Gross borrowings totaled P24.441 billion in August, rising two-fold from last year’s P12.217 billion, according to the government’s cash operations report for the month. Borrowings increased in the domestic and foreign markets.
Broken down, gross local borrowings totaled P29.340 billion, while their foreign counterparts reached P3.282 billion. The former rose 42.63 percent year-on-year, while the latter went up by a faster 46.06 percent.
The government borrows from the domestic and foreign markets to finance its deficit and to pay for its existing debts.
While as of August, the budget deficit of P3.41 billion is way below this year’s cap of P283.7 billion, the Aquino administration has been borrowing funds highly to replace high-interest, short-termed debts with longer-dated and low-yielding ones.
Nevertheless, for the first eight months of the year, state borrowings have dropped by 43.42 percent to P59.781 billion from P105.656 billion last year, figures showed.
The government has programmed to borrow P283.687 billion this year, although a lower budget deficit—which indicates more revenues being spent than collected—may push it to borrow less similar to previous years.
In August, domestic borrowings were mainly driven by larger issuance of Treasury bills. Net T-bill issuances amounted to P4.340 billion, up from a redemption or net payment of P1.340 billion last year.
The issuance of Longer-termed Treasury bonds stood at P25 billion, data showed.
T-bills and T-bonds are investment instruments used by the government to borrow money from local investors.
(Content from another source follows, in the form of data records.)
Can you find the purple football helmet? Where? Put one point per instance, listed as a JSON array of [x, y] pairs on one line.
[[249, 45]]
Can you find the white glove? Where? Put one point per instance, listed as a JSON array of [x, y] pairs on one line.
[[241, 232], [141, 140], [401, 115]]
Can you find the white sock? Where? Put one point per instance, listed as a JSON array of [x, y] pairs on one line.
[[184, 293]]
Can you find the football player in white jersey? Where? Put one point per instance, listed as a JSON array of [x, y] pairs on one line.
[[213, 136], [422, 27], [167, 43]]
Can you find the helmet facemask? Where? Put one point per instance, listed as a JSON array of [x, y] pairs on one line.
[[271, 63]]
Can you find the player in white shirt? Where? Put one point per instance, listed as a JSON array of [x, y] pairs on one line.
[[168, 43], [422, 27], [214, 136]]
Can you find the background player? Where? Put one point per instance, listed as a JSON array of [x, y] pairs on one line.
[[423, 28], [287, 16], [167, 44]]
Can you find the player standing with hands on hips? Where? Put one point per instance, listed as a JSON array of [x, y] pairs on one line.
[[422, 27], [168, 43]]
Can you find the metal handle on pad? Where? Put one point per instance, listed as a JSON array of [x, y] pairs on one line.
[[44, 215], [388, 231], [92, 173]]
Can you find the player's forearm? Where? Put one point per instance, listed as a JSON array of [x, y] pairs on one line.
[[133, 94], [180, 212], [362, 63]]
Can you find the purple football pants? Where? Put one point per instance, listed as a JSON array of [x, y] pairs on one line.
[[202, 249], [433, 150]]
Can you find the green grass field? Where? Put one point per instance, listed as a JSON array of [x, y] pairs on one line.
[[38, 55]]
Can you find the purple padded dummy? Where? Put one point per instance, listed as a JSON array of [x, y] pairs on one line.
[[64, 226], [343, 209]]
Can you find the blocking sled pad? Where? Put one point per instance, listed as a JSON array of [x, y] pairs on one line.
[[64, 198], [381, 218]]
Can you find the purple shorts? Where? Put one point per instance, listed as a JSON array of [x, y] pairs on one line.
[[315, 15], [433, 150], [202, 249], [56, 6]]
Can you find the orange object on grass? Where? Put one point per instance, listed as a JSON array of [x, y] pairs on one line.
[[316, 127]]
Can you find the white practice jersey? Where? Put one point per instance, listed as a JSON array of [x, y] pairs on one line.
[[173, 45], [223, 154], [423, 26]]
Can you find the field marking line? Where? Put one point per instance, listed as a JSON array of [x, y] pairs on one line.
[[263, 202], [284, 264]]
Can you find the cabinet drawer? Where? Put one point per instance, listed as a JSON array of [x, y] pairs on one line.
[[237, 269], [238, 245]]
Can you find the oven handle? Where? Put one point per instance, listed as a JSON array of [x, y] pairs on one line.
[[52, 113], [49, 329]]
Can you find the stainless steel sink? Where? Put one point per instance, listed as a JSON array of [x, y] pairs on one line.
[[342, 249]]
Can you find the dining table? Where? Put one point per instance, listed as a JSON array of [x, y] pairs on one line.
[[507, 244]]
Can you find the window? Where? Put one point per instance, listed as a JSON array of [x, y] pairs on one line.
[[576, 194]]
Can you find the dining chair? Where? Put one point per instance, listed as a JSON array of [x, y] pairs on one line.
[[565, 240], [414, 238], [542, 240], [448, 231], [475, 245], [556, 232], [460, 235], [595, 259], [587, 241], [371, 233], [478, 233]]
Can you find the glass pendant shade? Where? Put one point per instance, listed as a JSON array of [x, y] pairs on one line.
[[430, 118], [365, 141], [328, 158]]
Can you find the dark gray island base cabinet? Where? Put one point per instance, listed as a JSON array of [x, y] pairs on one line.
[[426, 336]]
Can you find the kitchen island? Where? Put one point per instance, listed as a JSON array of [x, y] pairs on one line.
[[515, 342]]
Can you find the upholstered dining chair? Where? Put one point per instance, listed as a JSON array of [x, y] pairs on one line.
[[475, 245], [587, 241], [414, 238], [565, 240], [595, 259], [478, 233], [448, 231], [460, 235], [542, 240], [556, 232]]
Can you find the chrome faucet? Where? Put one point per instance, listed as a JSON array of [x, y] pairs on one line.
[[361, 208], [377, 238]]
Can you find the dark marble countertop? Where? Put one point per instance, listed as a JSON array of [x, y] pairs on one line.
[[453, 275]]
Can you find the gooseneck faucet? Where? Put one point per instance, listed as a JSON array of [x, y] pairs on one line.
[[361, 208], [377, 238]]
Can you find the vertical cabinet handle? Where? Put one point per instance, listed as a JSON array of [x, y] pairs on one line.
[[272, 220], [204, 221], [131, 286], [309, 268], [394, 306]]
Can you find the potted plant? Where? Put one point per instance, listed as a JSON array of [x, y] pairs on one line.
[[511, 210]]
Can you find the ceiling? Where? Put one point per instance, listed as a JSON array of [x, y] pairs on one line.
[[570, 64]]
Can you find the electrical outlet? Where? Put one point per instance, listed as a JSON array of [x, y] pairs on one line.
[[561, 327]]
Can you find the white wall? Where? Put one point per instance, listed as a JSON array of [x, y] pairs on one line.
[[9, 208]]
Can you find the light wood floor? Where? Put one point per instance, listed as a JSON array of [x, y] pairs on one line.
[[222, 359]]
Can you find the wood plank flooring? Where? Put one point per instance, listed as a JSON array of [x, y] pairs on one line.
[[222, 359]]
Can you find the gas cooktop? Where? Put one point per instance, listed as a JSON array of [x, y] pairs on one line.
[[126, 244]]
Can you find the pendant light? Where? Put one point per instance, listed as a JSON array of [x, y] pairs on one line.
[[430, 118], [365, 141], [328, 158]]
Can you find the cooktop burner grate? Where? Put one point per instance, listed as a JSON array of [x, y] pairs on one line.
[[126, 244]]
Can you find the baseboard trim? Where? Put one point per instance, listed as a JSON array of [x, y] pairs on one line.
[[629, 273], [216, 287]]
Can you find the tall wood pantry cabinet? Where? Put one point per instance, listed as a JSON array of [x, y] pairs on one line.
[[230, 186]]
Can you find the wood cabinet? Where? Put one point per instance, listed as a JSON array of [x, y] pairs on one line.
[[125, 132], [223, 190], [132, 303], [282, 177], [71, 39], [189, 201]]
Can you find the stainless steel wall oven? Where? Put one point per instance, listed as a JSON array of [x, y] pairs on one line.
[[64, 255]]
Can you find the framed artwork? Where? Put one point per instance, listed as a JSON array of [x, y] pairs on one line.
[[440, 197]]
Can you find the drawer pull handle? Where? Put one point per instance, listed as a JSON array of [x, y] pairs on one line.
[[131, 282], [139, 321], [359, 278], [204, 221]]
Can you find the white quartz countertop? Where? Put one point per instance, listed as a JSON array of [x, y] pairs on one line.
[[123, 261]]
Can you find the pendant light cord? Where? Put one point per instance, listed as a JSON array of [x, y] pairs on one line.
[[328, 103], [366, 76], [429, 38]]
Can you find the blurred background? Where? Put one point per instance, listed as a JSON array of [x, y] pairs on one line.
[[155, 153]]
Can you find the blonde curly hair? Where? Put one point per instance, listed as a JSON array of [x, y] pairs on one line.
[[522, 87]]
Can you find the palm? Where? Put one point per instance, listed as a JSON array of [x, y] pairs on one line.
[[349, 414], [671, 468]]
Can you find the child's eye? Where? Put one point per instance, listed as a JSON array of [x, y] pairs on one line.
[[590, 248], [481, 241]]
Funds are lent by investors to the state, which in turn, pays quarterly interest and promises to return the full amount at a specific time in the future.
Net floatation means more securities were issued than paid back, net redemption indicates the opposite.
The government sourced financing requirements from its existing project loan facilities in August. Credit was secured from the Asian Development Bank (P1.191 billion), the World Bank (P1.434 billion) and the Japan Bank for International Cooperation (P388 million).
No program loans were recorded during the month.
Project loans are those used to finance specific projects by specific state agencies. They differ from program loans, where the government has more say in funneling funds for general development programs.